Directories operated as a geographical index of the press, mainly distinguishing between the London and ‘provincial’ newspapers, which were in turn subdivided first by nation (the English, Scottish, Welsh and Irish press usually had separate sections), then by county, and finally, at the lowest level, by town or district. As O’Malley notes, directories both described and shaped the press with their typologies and their choice of features to foreground. Figure 1.1 shows an excerpt from Mitchell’s 1908 directory, describing an English title, the Chatham News from Kent. In addition to information about price, frequency, declared politics (here ‘Independent’), longevity and ownership, each newspaper profile included information about where the paper could be purchased and the type of coverage it offered. Entries were often cross-referenced, as here, to fuller paid advertisements to be found within the Directory, and were preceded by brief descriptions of the locality. Our task on LwM was to find a way systematically to structure this rich information so that it could become ‘enhanced metadata’ for researchers seeking to work with digitised newspapers.
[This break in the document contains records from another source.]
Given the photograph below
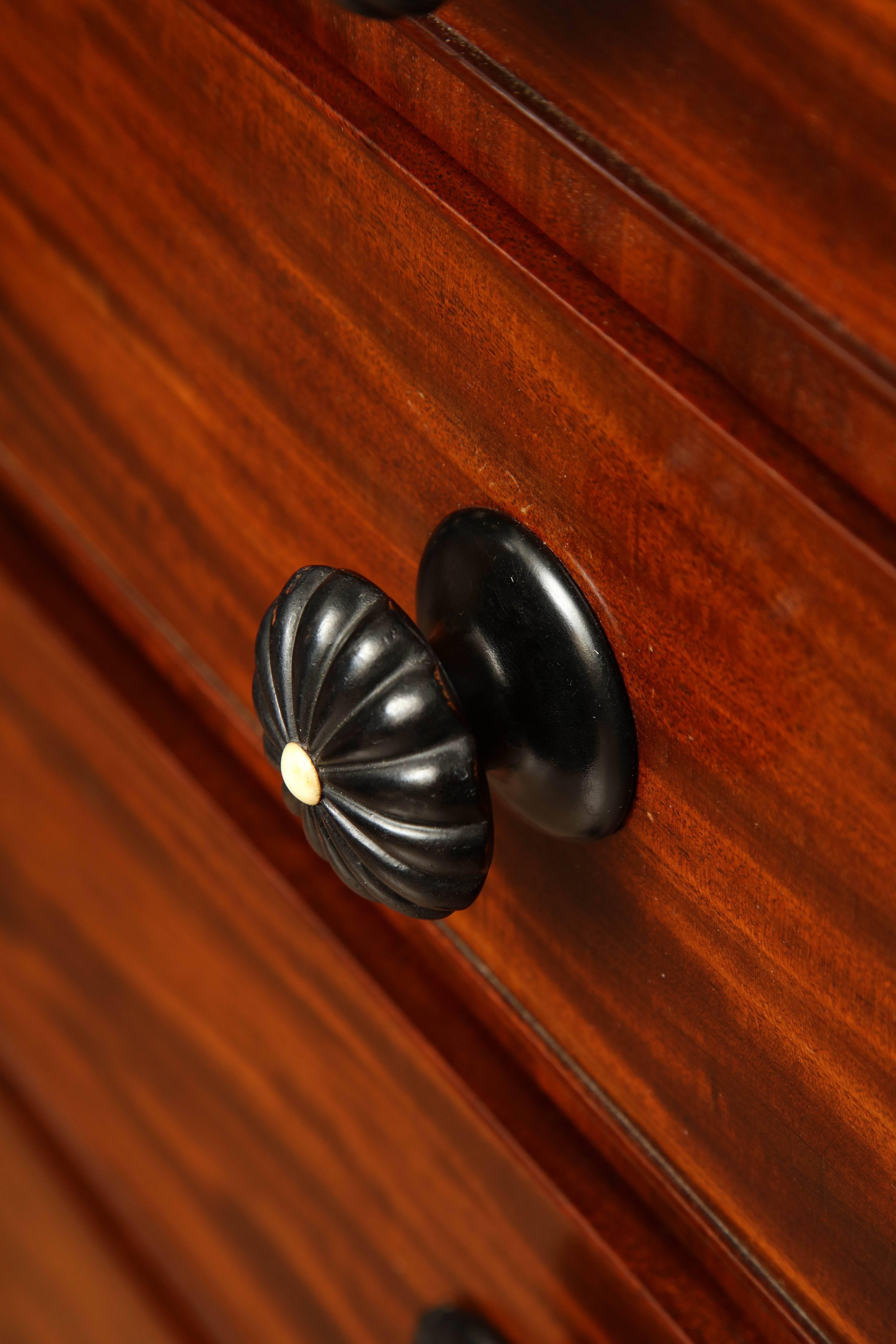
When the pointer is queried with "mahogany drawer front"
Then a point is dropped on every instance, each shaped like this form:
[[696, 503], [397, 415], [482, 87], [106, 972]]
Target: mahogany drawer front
[[254, 323], [61, 1277], [276, 1138], [727, 171]]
1.2.2. Create Metadata from Reference Works
While it might be relatively simple to find directories or reference works to contextualise a dataset, turning these sources into metadata is non-trivial. Such works were designed to be read by researchers, not machines. The press directories illustrate the complexity of the task: creating reference metadata from the bound volumes of the press directories involved multiple steps. In 2019, the Living with Machines project requested the British Library Imaging Studio to digitise all editions of Mitchell's Press Directories, spanning from 1846 to 1920. Led by Beelen, the project then further processed these scans to extract the text and make it machine-readable. The principal goal was to convert scans of the pages into a structured format (i.e. tabular data) . There were three separate steps to this:
- transform page images into text through optical character recognition (OCR)
- detect individual entries
- automatically parse the content of each entry for the attributes of the newspaper that would be tuned into enhanced metadata (i.e. information about newspaper titles, prices, and political leanings etc.).
As is often the case with heritage collections, this task proved to be more complex than initially expected, but we were keen to develop an automated method, rather than rely on manual transcription, in order to demonstrate the potential for applying this method to multiple collection types, regardless of size.